Move over, LL Cool J, because some Colorado politicians can’t live without their radio.

Republican candidates Mike Coffman (secretary of state) and Mark Hillman (state treasurer) are advertising almost exclusively on radio, as are Democrats Bill Winter (congress, CO-6) and Fern O’Brien (attorney general). While some candidates are using radio instead of TV because of a lack of money, some are doing it because of a lack of planning. Either way, a failure to make it onto television when your opponents are all over the tube does not put you in a good position for victory on Election Day.

Of the four candidates mentioned here, Coffman is the only one who seems to have made his decision with other options on the table. He chose radio for strategic purposes, not because he couldn’t do TV, and we’ll see if he was wise.

O’Brien never had enough money for television, and it’s hard to explain why she would spend money on a radio buy that included 760 AM (Air America). Most of the people listening to 760 AM are active Democrats; in other words, people who are already going to vote for O’Brien.
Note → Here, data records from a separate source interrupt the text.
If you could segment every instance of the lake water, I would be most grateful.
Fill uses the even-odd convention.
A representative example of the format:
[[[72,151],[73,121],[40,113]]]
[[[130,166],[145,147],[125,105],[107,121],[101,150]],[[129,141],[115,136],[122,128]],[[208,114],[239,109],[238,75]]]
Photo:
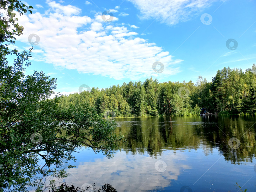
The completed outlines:
[[[237,192],[237,183],[256,191],[254,116],[115,121],[127,143],[111,159],[80,151],[72,164],[76,167],[62,182],[80,187],[95,183],[97,189],[109,183],[119,192]]]

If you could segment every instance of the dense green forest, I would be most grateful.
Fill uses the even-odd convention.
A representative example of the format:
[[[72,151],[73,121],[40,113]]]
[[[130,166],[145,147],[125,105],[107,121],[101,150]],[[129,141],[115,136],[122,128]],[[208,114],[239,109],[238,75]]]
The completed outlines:
[[[89,92],[63,96],[59,104],[66,108],[70,104],[88,103],[99,114],[116,117],[195,115],[203,107],[210,113],[251,113],[256,112],[255,89],[253,64],[244,72],[224,67],[210,82],[200,76],[195,84],[191,80],[161,83],[151,77],[143,83],[131,81],[105,90],[93,87]]]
Hillman and Winter both spent more money than they could afford to spend and still make it onto TV, and neither are doing radio buys that are likely to be particularly effective. Hillman has purchased time on Rush Limbaugh’s show, for example, targeting a group of voters (like O’Brien) that were probably going to vote for him anyway. Hillman accepted the spending limits provision, as did Democrat Cary Kennedy, but Kennedy saved every penny for television while Hillman had spent a third of his warchest by the end of the summer.

Winter didn’t raise a ton of money but didn’t plan very well, either. When all is said and done, he’ll have spent several tens of thousands of dollars running radio ads – money that probably could have gotten him a decent cable TV buy had he planned better. Winter may have a good radio presence, but most of those listeners aren’t even in his congressional district. At least Coffman, Hillman and O’Brien don’t have to worry about the radio reaching people that can’t vote for them (because they are running statewide).

Is TV the most valuable medium in Colorado? We’ll find out. The opponents of Hillman, Coffman, Winter and O’Brien were all on TV. If all four opponents win on Election Day, television may play a major role.